RAIL CMNN Tutorial Notebook
Author: Sam Schmidt
Last Successfully Run: Feb 9, 2026
This is a notebook demonstrating some of the features of the LSSTDESC
RAIL version of the CMNN estimator, see Graham et
al. (2018)
for more details on the algorithm.
CMNN stands for color-matched nearest-neighbor, and as this name implies, the method works by finding the Mahalanobis distance between each test galaxy and the training galaxies, and selecting one of those “nearby” in color space as the redshift estimate. The algorithm also estimates the “width” of the resulting PDF based on the standard deviation of this nearby set and returns a single Gaussian with a mean and width defined as such.
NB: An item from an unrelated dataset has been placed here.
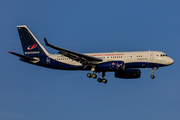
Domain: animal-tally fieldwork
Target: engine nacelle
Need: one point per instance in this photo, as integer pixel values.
(111, 66)
(128, 73)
The current version of the code consists of a training stage,
CMNNInformer, that computes colors for a set of training data and an
estimation stage CMNNEstimator that calculates the Mahalanobis
distance to each training galaxy for each test galaxy and returns a
single Guassian PDF for each galaxy. The mean value of this Gaussian PDF
can be estimated in one of three ways (see selection mode below), and
the width is determined by the standard deviation of training galaxy
redshifts within the threshold Mahalanobis distance. Future
implementation improvements may change the output format to include
multiple Gaussians.
For the color calculation, there is an option for how to treat the
“non-detections” in a band: the default choice is to ignore any colors
that contain a non-detect magnitude and adjust the number of degrees of
freedom in the Mahalanobis distance accordingly (this is how the CMNN
algorithm was originally implemented). Or, if the configuration
parameter nondetect_replace is set to True in CMNNInformer,
the non-detected magnitudes will be replaced with the 1-sigma limiting
magnitude in each band as supplied by the user via the mag_limits
configuration parameter (or by the default 1-sigma limits if the user
does not supply specific numbers). We have not done any exploration of
the relative performance of these two choices, but note that there is
not a significant performance difference in terms of runtime between the
two methods.
In addition to the Gaussian PDF for each test galaxy, two ancillary
quantities are stored: zmode: the mode of the redshift PDF and
Ncm, the integer number of “nearby” galaxies considered as neighbors
for each galaxy.
CMNNInformer takes in a training data set and returns a model file
that simply consists of the computed colors and color errors (magnitude
errors added in quadrature) for that dataset, the model to be used in
the CMNNEstimator stage. A modification of the original CMNN
algorithm, “nondetections” are now replaced by the 1-sigma limiting
magnitudes and the non-detect magnitude errors replaced with a value of
1.0. The config parameters that can be set by the user for
CMNNInformer are:
bands: list of the band names that should be present in the input data.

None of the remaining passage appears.